In mathematics its employment would, indeed, be absurd; for
in mathematics no false assertions can be concealed and
rendered invisible, inasmuch as the proofs must always proceed A425
under the guidance of pure intuition and by means of a synthesis
that is always evident. In experimental philosophy the
delay caused by doubt may indeed be useful; no misunderstanding
is, however, possible which cannot easily be removed;
and the final means of deciding the dispute, whether
found early or late, must in the end be supplied by experience.
http://humanum.arts.cuhk.edu.hk/
Philosophy/Kant/cpr/
(I haven't looked at the Germany. I gotta do some work today!)
Oops. Make that -- 'at the German."
Yes there is something quite different assessing how humans perceive time as opposed to say how they perceive the trajectory of a body in space; I just don't think Kant's arguments prove much of anything. And if this is about perception as well as epistemology (not separate methods really), Kant's primitive, pre-psychological speculations may very well be outmoded. What about say how our eye functions in regards to out nervous system? Where is the syntax of this text realized biochemically and converted into thought? Kant is trying to conjure up this strange noumenal reality--and I think justify his theology-- simply by means of logic--aristotelean logic at that, yet the logic and the equations adn arguments routinely to refer to mental processes--ways of perceiving-- that are in no way instantiable.
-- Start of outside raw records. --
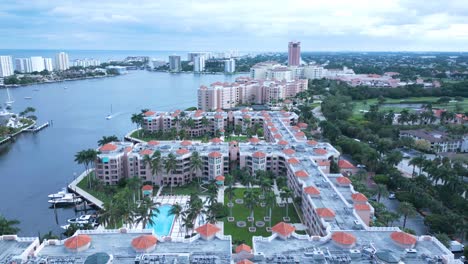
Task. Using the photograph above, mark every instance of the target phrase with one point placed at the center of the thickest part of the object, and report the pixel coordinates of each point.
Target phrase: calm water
(39, 164)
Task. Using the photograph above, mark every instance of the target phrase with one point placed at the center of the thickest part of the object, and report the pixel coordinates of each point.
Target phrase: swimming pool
(163, 221)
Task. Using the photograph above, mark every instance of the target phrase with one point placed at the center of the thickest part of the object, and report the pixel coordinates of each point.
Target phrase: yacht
(67, 199)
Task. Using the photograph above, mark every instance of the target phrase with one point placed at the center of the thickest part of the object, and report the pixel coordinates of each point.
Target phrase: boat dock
(35, 129)
(73, 187)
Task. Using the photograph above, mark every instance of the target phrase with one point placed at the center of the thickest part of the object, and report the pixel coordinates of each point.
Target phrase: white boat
(59, 194)
(67, 199)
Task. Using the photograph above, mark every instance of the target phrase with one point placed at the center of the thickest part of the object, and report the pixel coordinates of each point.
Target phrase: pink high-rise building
(294, 53)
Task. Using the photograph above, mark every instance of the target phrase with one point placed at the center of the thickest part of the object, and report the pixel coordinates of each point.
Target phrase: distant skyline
(257, 26)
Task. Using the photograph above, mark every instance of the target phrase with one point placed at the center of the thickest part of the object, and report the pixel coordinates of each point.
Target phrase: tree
(104, 140)
(406, 209)
(8, 227)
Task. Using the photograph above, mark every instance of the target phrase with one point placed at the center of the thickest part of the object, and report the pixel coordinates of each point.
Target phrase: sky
(253, 25)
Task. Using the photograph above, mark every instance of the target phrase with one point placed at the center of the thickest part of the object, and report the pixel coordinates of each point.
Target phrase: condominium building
(62, 62)
(199, 63)
(246, 90)
(23, 65)
(6, 66)
(48, 64)
(294, 53)
(37, 64)
(230, 65)
(175, 63)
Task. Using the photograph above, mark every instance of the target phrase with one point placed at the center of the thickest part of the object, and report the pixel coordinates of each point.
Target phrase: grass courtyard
(241, 212)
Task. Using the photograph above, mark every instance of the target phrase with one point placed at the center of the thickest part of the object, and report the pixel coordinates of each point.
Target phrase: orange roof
(182, 151)
(343, 238)
(78, 241)
(144, 242)
(325, 212)
(343, 180)
(108, 147)
(153, 142)
(186, 143)
(344, 164)
(362, 207)
(293, 161)
(258, 154)
(403, 238)
(358, 197)
(289, 151)
(220, 178)
(243, 247)
(207, 230)
(301, 173)
(283, 229)
(215, 154)
(146, 152)
(311, 190)
(320, 151)
(147, 187)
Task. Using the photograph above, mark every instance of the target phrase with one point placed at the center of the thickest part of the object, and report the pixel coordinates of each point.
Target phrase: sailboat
(10, 100)
(110, 115)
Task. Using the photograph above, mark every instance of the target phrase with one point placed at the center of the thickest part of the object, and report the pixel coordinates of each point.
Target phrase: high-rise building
(174, 63)
(199, 64)
(37, 64)
(230, 65)
(294, 53)
(48, 64)
(23, 65)
(6, 66)
(62, 62)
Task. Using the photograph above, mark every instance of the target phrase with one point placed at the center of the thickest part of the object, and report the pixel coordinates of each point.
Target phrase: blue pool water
(163, 221)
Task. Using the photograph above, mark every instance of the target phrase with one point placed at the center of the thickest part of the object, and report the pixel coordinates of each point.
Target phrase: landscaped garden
(239, 228)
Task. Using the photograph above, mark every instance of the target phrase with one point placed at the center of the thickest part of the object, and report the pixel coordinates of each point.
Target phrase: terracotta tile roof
(325, 212)
(108, 147)
(312, 190)
(321, 151)
(301, 173)
(243, 247)
(147, 188)
(289, 151)
(144, 242)
(153, 143)
(78, 241)
(283, 229)
(344, 238)
(207, 230)
(186, 143)
(344, 164)
(403, 238)
(362, 207)
(343, 180)
(358, 197)
(182, 151)
(258, 154)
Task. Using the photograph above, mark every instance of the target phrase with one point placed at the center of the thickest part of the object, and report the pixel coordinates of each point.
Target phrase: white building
(48, 64)
(37, 64)
(230, 65)
(6, 66)
(62, 62)
(199, 64)
(23, 65)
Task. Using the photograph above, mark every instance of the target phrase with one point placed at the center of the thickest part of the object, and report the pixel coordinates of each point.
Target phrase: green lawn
(240, 213)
I will go through some more of the Critique (though there are quite a few more or less insensible arguments such as the one above implying that knowledge of causality is a priori).
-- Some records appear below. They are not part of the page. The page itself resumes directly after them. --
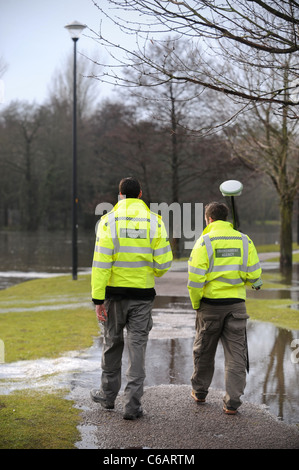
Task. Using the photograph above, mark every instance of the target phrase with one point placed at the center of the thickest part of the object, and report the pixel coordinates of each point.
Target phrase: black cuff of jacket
(97, 301)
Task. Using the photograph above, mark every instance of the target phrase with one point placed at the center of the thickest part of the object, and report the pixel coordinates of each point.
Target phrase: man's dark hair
(216, 210)
(129, 187)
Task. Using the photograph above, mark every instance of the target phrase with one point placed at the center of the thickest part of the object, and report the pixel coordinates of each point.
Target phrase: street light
(75, 29)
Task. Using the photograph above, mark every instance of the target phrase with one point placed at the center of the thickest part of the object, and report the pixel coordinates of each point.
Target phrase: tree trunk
(286, 212)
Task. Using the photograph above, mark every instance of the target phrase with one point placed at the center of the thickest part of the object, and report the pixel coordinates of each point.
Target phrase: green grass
(36, 420)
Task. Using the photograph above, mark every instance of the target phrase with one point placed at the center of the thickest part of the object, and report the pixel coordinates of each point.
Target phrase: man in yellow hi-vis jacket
(222, 262)
(131, 250)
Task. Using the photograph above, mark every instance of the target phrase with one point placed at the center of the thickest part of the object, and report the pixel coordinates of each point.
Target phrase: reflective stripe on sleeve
(199, 285)
(162, 265)
(103, 250)
(162, 251)
(199, 271)
(132, 264)
(209, 248)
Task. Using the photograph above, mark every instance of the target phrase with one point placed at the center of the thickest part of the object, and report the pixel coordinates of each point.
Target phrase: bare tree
(266, 140)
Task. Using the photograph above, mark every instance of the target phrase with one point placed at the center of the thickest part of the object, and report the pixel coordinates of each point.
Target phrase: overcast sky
(35, 44)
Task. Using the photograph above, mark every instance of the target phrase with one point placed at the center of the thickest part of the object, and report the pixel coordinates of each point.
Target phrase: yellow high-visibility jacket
(222, 261)
(131, 249)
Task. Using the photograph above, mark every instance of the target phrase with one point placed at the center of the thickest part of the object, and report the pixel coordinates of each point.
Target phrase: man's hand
(101, 312)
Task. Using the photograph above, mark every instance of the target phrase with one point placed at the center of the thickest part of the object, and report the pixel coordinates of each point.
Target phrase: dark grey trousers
(228, 324)
(136, 317)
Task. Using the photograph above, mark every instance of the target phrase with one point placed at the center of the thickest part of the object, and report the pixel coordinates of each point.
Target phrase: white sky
(35, 44)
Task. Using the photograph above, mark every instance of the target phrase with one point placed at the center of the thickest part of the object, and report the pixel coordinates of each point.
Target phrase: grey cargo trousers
(228, 324)
(136, 316)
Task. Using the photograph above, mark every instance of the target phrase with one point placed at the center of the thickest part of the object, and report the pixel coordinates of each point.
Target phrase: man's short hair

The entire Kantian noumenal concept that we cannot know the "ding an sich" has been repeatedly attacked by scientists, including Heisenberg and crew following the Copenhagen position on quantum physics.
'Scuzi pisspoor editing. I'll give up on the rants for a while, read up, work on my anti-metaphysical invective with assistance from David Stove, who tells us that reading the philosopher Titans from Plato to Kant and Hegel to postmodernism should fill us "not simply with pity, but with horror."